Suppose we want to train 50 models independently, even if you have access to an online gpu clustering service you can probably only submit say10 tasks at one time. I want to figure out if it is possible to put all 50 models to multiprocessing training in one single script and train all of them concurrently. They are all independent models so there is no information exchange issue.
I was reading some posts discussing this topic, and seems some believe this is overall impossible, because only cpu do multiprocessing, while gpu can only train one model at one time. I still try two approaches, but they both seem to behave weirdly. The two approaches are both trying to train 50 models on gpus cuda:0 to cuda:3
- The first method I try is the build-in torch.multiprocessing. Suppose you have a console input args.num_gpu recording the current available number of gpus,
num_gpu = args.num_gpu
id_list # <- a list of 50 elements ,each record the id for the specific model we want to train
DEVICE = 'cuda:{}'
processes = []
mp.set_start_method("spawn")
for pid, id_info in enumerate(id_list):
gpu_id = pid % num_gpu
process = mp.Process(target=run, args=(cfg, args, id_info, torch.device(DEVICE.format(gpu_id))))
process.start()
processes.append(process)
The method run here takes the assigned gpu and the model information, initializes the model, optimizer, loss function, datasets, dataloader, etc. and trains the model in a number of epochs.
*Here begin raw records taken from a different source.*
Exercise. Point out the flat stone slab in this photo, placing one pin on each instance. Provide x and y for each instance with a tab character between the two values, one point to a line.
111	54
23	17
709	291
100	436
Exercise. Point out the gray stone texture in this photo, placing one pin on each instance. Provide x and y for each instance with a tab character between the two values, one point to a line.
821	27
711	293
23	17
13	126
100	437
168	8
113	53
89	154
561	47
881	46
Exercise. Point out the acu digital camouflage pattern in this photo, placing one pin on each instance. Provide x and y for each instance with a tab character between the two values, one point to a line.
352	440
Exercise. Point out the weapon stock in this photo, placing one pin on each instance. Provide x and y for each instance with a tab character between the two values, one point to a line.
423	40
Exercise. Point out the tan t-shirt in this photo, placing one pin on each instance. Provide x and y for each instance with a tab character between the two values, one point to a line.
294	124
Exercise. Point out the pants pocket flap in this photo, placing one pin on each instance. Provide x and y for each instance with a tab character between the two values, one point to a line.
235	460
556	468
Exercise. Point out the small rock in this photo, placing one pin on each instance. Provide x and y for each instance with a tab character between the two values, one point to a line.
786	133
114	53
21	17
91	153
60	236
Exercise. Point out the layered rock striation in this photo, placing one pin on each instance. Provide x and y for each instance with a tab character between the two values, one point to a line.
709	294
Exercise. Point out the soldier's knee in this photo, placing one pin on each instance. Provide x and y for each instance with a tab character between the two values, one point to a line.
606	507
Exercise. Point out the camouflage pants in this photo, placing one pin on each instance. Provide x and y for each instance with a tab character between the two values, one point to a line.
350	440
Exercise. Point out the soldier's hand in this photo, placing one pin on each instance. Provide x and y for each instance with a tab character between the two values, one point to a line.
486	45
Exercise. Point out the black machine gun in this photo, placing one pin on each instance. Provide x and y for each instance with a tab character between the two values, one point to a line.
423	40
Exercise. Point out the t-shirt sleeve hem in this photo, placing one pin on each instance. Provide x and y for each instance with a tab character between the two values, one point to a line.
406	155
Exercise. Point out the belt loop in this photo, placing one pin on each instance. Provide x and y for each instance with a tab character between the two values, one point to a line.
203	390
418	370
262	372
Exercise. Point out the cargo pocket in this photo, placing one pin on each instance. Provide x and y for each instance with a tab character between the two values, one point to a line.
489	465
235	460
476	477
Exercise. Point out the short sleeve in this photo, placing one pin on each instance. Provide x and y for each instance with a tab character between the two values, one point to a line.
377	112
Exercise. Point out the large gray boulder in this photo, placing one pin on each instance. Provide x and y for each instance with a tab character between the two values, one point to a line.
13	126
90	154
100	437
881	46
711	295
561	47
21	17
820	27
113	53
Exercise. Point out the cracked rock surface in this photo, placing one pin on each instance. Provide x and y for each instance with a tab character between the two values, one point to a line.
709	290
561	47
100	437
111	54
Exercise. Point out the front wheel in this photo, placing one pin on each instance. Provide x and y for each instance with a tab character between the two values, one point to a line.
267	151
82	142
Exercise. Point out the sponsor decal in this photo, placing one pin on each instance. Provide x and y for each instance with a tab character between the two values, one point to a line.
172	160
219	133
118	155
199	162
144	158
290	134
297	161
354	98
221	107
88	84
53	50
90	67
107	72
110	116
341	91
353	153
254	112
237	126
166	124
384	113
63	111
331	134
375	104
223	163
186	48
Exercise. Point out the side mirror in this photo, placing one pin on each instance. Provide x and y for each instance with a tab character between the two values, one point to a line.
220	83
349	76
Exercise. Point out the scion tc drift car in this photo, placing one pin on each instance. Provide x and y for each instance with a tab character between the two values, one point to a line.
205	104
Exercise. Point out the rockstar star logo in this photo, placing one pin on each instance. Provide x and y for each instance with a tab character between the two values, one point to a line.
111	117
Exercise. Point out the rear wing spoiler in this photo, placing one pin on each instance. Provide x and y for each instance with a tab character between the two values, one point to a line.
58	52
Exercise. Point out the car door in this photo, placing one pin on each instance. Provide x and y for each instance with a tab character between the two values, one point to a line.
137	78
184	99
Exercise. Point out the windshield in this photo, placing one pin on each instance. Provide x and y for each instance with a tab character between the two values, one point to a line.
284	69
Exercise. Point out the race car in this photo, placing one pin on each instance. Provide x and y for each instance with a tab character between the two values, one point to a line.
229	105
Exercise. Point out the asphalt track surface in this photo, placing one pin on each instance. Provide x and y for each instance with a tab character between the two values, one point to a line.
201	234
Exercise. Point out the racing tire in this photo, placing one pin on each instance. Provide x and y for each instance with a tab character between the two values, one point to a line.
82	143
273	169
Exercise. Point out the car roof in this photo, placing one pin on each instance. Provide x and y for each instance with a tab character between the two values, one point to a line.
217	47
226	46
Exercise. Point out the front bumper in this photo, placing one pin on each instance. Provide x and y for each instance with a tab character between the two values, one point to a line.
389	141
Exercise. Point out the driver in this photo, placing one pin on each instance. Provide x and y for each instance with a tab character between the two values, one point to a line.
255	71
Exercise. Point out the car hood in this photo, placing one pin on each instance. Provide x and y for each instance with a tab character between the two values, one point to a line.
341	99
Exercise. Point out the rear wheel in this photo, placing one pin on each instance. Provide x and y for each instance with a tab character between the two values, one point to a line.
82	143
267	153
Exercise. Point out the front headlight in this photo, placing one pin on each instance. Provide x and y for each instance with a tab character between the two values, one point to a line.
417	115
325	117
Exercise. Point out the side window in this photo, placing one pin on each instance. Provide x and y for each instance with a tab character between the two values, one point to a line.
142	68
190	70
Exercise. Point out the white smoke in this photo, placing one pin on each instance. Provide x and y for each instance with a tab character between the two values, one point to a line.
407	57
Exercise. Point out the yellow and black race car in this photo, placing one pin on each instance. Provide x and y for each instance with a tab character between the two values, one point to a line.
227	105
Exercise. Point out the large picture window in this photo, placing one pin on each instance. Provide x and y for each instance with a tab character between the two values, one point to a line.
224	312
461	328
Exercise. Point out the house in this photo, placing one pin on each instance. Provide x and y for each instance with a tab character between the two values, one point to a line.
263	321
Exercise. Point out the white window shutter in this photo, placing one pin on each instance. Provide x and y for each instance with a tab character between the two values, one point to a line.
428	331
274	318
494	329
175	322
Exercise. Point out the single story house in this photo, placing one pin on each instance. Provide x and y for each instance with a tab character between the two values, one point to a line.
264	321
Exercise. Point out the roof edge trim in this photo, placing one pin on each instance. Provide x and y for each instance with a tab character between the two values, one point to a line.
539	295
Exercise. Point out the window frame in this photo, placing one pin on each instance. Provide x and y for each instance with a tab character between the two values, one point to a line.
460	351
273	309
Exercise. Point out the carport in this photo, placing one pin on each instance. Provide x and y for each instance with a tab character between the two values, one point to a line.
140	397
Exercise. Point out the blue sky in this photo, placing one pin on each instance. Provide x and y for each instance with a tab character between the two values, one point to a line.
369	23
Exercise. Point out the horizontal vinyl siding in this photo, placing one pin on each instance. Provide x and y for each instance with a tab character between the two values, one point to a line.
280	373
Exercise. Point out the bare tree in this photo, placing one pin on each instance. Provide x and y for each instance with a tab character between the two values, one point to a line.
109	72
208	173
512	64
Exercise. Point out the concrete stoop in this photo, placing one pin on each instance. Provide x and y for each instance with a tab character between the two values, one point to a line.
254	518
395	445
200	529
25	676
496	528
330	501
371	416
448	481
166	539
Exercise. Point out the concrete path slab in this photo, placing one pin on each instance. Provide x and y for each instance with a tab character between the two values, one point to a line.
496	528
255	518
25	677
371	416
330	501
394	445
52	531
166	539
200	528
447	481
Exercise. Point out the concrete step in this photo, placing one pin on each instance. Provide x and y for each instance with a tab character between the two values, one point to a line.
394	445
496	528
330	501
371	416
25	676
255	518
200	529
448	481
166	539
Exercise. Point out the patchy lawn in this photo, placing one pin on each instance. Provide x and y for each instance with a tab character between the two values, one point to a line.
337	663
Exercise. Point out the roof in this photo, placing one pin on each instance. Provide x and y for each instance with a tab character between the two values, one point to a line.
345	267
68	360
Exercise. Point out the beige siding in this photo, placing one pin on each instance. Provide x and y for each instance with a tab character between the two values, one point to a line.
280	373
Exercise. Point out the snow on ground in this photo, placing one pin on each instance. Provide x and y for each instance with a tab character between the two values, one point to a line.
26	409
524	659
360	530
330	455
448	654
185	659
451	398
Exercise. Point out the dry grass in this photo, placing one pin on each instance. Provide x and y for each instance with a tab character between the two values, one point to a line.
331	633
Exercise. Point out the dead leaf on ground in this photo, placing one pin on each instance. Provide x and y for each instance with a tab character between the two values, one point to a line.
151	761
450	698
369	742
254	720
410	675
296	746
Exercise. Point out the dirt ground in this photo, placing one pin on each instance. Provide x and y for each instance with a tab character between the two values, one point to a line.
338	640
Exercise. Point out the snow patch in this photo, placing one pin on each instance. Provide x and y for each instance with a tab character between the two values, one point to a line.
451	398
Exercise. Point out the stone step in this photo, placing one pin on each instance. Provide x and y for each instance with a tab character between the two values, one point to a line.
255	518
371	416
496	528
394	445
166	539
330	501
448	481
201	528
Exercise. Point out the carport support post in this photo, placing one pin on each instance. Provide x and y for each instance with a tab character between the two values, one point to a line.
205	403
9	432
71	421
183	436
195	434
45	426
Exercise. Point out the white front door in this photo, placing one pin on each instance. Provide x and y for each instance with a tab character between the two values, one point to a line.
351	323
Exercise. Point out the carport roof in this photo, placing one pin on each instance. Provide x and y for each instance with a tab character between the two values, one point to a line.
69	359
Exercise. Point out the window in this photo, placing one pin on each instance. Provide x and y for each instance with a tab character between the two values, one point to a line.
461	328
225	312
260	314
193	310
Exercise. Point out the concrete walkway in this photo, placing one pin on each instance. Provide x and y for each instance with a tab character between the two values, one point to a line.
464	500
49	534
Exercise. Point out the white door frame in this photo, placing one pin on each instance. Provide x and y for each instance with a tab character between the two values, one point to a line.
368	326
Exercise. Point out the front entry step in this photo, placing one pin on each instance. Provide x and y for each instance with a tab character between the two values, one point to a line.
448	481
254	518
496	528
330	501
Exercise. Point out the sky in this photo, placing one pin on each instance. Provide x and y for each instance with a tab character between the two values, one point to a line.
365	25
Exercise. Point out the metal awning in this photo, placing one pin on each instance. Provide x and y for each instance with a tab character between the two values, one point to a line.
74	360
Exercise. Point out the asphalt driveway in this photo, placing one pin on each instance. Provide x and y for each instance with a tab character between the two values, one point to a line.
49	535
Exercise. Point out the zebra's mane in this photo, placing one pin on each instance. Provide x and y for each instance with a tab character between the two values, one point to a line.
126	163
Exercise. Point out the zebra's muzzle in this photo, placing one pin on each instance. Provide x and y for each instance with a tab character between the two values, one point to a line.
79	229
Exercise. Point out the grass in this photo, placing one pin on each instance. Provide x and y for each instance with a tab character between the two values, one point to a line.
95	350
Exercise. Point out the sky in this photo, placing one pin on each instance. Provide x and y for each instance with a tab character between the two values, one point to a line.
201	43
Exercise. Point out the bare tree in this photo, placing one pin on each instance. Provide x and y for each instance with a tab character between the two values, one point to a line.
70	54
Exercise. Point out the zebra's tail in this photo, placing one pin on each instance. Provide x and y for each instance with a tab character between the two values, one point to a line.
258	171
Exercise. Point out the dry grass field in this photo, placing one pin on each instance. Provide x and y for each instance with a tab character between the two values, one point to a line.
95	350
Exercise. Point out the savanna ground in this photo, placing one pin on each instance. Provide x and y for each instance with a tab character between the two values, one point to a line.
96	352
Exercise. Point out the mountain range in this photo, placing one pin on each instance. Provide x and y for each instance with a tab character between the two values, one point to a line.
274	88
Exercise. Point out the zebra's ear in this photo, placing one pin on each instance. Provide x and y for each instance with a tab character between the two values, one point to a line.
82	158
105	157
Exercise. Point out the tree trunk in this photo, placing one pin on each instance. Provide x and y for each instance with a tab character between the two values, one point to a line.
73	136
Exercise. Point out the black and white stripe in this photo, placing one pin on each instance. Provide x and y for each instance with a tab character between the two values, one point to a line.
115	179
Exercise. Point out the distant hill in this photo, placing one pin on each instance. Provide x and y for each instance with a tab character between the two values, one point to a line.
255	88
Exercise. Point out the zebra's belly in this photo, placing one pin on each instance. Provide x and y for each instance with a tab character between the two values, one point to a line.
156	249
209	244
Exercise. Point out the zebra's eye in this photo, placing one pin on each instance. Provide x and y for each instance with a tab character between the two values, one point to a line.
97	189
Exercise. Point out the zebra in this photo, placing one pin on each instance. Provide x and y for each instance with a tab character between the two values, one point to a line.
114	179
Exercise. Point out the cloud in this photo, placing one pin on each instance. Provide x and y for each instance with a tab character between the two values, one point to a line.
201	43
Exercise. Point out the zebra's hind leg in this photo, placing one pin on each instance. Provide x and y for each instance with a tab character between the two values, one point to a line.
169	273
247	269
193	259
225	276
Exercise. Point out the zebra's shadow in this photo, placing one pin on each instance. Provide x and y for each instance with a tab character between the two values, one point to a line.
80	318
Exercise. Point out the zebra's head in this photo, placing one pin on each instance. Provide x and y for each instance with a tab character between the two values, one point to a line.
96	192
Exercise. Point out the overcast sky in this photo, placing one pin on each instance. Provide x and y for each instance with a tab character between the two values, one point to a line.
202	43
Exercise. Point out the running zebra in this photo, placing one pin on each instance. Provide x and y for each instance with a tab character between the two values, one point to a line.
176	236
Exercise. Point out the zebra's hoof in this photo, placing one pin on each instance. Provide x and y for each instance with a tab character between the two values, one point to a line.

What I observe is that some models are training, some models’ training process never get launched, and some models forward passing processes have the error of two tensors are on two devices, cuda:0 and cuda:X where X can be any gpu I assign in this task. The whole training behavior is messy and unpredictable.
- The next method is joblib,
with parallel_backend('loky', n_jobs=-1):
parallel = Parallel(n_jobs=-1)
print(f"Number of jobs running: {parallel.n_jobs}")
n_jobs = parallel.n_jobs
parallel(
delayed(run)(cfg, args, id_pair, torch.device(DEVICE.format(pid % num_gpu)))
for pid, id_info in enumerate(id_list)
)
If I set the number of gpu to be 1, it only trains one model. If I increase the number of gpu, then it trains that number of models simultaneously, but then during the forward pass I once again get an error says the tensors are on two different devices, and the two reported devices have some randomness, like the first time it reports they are on cuda:0 and cuda:1, the next time I rerun the script it says they are on cuda:0 and cuda:3 .
So my question is, does this whole idea of training a large amount of model simultaneously ever make sense? Or just as what I saw from the previous discussion that pytorch & gpu does not actually support it?